The Masked AMHP replies:

The new Code of Practice (just issued and coming into force from 1st April 2015) has this to say:

33.3 After-care services mean services which have the purposes of meeting a need arising from or related to the patient’s mental disorder and reducing the risk of a deterioration of the patient’s mental condition.

33.4 CCGs and local authorities should interpret the definition of after-care services broadly. For example, after-care can encompass healthcare, social care and employment services, supported accommodation and services to meet the person’s wider social, cultural and spiritual needs, if these services meet a need that arises directly from or is related to the particular patient’s mental disorder, and help to reduce the risk of a deterioration in the patient’s mental condition.

33.20 The most clearcut circumstance in which after-care would end is where the person’s mental health improved to a point where they no longer needed services to meet needs arising from or related to their mental disorder.

33.21 After-care services under section 117 should not be withdrawn solely on the grounds that the patient has been discharged from the care of specialist mental health services.
 
All of this would seem to indicate that the only circumstances in which a patient could be discharged from S.117 aftercare would be if they ceased to have any service provision relating to mental health needs, including medication for mental disorder. We tend to have no quibble about a patient having a depot injection remaining on S.117, so why should it be any different if they are having a prescription of oral medication from their GP?

I would tend to lean to the view that a patient who has made such a good recovery from their mental illness that they no longer need input from secondary services should perhaps no longer be subject to formal aftercare reviews. After all, the concept of "recovery" is based on the idea that people can actually get better. I have to confess that I did once have a patient with bipolar disorder who made such a good recovery that he had no symptoms and was working full time, making it difficult for him to see me as his care coordinator, or the psychiatrist, and we decided to discharge him from S.117 aftercare, even though he was still taking mood stabilising medication, which he obtained from his GP.

But the Code seems to indicate otherwise.

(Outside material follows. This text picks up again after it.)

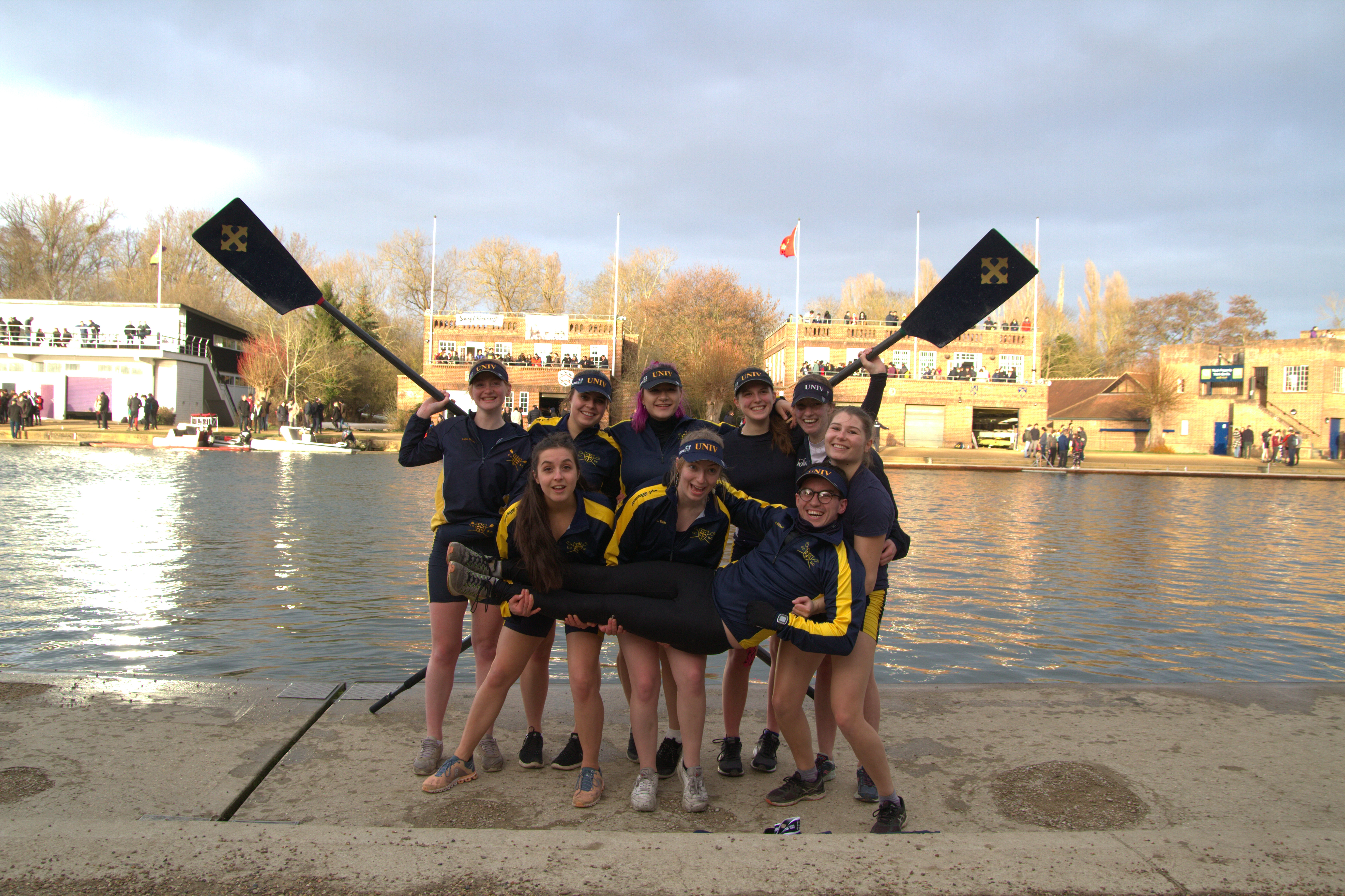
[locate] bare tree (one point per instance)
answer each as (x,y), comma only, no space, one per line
(53,248)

I guess that there is no harm in having 6 monthly aftercare meetings to monitor a patient's mental state, even if they have recovered. There is research that indicates that patients receiving a depot injection from a CPN were less likely to relapse than patients receiving a depot from their GP practice nurse, so there seems some mileage in ongoing contact with a mental health specialist of some sort.
 
The Masked AMHP tries to be accurate, but should not be relied on as a definitive statement of law.